Sini Maaria Suvi-Anne Siimes (born 1 June 1963, in Helsinki) is a former chair of the Finnish Left Alliance. She quit the party in 2006 because she did not want to support the party's former taistoists (orthodox pro-Soviet communists).

Before her political career, she had several short teaching posts in University of Helsinki and Kauppakorkeakoulu and she was planning a scientist / researcher career in economic sciences
Her political career started in local politics in Pohja (a small town in South-Western Finland)

She was chairperson of the Finnish Left Alliance 1998–2006 and was a member of the Finnish Parliament (Eduskunta) from 1999 to 2007. She served as a member of the Foreign Affairs Committee and a delegate for Finland in the Nordic Council. In the two Cabinets of Paavo Lipponen (1995–2003), Siimes served as the Coordinate Minister for Culture (1998–1999) and as the Minister of Finance (1999–2003). From 1995 to 2000, she was a deputy member of the European Union Committee on Regional Development.

In March 2006 she resigned from the Left Alliance, stating she didn't want to support the election of former taistoists like Jaakko Laakso to the Parliament of Finland in the next elections 2007 and that she could not continue in politics after she had not succeeded in making the Left Alliance what she termed a "modern" leftist political party with "modern European attitudes" and practices.

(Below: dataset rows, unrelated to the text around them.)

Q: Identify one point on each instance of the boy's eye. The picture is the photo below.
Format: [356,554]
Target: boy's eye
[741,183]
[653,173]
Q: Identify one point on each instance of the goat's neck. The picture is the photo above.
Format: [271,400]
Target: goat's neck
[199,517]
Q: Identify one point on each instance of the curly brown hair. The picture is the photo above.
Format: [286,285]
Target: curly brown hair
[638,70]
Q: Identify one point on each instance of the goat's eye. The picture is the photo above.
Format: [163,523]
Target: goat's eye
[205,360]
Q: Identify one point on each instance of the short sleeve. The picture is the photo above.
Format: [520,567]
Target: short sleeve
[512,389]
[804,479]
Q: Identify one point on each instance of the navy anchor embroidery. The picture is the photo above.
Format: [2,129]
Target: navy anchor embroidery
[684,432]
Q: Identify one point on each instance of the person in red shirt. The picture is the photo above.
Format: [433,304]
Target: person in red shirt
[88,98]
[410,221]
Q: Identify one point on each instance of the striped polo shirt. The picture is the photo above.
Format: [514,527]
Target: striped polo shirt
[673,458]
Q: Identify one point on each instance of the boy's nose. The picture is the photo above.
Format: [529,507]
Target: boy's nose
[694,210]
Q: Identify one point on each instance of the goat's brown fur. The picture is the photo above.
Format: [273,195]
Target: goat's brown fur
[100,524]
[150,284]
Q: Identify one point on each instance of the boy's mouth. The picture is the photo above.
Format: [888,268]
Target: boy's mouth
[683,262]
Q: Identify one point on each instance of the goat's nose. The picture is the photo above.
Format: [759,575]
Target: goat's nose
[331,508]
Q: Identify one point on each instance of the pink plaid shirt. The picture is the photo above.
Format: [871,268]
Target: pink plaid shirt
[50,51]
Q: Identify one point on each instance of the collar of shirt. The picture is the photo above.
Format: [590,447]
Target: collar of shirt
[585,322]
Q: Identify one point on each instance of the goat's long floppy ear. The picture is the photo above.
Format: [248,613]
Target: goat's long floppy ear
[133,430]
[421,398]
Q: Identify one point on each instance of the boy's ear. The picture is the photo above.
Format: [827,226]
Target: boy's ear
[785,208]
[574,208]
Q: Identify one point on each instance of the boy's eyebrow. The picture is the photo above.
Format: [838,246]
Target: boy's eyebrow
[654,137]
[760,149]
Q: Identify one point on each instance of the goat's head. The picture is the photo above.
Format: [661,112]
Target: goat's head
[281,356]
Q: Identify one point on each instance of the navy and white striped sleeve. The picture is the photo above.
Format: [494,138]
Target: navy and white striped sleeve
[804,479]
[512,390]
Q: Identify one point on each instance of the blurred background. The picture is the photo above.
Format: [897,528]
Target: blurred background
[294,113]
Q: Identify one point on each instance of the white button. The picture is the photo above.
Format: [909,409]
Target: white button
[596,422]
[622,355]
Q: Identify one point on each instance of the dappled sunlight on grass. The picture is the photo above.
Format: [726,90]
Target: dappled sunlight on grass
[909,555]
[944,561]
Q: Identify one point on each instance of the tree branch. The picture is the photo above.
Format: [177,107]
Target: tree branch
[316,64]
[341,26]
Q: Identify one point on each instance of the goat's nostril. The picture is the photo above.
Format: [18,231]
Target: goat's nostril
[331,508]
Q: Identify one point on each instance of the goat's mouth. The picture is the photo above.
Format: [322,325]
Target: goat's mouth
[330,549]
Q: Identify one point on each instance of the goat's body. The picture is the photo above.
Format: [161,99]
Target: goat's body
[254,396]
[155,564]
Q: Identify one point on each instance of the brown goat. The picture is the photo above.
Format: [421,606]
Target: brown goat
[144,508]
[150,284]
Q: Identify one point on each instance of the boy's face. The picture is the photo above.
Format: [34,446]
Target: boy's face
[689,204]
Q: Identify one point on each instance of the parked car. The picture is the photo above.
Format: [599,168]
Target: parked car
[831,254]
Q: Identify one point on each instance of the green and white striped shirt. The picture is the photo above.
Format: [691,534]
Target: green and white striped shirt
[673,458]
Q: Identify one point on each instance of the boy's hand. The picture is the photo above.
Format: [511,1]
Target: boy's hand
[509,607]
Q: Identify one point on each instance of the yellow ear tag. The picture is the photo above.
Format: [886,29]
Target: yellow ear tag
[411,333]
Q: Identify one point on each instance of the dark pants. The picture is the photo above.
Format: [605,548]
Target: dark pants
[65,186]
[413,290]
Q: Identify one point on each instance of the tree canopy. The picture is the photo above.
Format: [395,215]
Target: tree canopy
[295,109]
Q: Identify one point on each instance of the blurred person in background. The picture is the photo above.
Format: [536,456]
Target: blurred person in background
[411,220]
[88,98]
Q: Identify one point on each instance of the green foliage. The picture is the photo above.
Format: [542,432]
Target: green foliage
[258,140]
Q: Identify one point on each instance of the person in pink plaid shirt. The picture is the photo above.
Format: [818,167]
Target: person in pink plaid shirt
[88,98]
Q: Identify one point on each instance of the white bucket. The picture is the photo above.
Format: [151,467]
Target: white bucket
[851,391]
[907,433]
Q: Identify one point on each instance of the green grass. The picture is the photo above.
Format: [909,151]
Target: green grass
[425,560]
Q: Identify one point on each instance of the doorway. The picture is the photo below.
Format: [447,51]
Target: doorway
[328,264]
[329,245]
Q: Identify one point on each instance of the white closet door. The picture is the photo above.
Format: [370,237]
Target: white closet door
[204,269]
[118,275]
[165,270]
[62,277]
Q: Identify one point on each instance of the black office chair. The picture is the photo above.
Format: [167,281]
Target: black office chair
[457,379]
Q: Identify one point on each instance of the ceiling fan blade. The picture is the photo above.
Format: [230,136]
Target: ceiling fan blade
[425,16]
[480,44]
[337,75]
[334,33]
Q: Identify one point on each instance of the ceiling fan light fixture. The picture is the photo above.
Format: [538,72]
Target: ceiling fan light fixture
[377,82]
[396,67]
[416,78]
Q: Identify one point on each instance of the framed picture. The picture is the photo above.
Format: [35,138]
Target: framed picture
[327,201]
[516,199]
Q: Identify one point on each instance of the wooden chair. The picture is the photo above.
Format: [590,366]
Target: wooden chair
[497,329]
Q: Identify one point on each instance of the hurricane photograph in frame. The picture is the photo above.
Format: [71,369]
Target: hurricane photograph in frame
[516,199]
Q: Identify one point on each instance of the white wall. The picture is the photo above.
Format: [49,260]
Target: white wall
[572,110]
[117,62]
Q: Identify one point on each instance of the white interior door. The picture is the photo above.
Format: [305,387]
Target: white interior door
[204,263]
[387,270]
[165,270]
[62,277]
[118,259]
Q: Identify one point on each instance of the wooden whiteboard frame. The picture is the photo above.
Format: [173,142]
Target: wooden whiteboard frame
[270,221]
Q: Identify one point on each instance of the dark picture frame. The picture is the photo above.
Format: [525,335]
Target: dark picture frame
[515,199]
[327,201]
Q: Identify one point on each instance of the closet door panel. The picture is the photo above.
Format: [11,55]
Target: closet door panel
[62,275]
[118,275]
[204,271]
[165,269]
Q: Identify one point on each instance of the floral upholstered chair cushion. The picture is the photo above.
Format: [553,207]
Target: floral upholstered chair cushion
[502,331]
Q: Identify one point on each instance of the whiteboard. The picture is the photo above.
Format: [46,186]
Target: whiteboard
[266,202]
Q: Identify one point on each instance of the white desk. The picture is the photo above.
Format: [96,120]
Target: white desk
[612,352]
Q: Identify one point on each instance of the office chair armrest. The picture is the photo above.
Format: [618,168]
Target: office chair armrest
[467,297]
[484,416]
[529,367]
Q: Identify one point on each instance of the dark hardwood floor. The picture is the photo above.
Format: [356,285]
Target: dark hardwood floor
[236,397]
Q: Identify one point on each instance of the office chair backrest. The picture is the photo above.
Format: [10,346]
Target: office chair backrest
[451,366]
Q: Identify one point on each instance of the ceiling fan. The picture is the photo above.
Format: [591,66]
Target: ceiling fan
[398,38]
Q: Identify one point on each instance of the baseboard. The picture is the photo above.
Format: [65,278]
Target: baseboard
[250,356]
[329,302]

In her book (Politiikan julkisivu) published after she left politics in March 2007, she tells in detail what made her to quit her very successful political career (in election 1999 over 16,000 personal votes and 2003 over 17,000 votes, a number that showed that she was one of the most popular politicians in Finnish political life 1999–2003)

In the 2009 European elections, Siimes endorsed Risto Penttilä, a National Coalition Party candidate.

Siimes is now working as Director General of Pharma Industry Finland.

She was appointed Chairman of the Board of Veikkaus (the Finnish National Lottery) on 16 March 2011.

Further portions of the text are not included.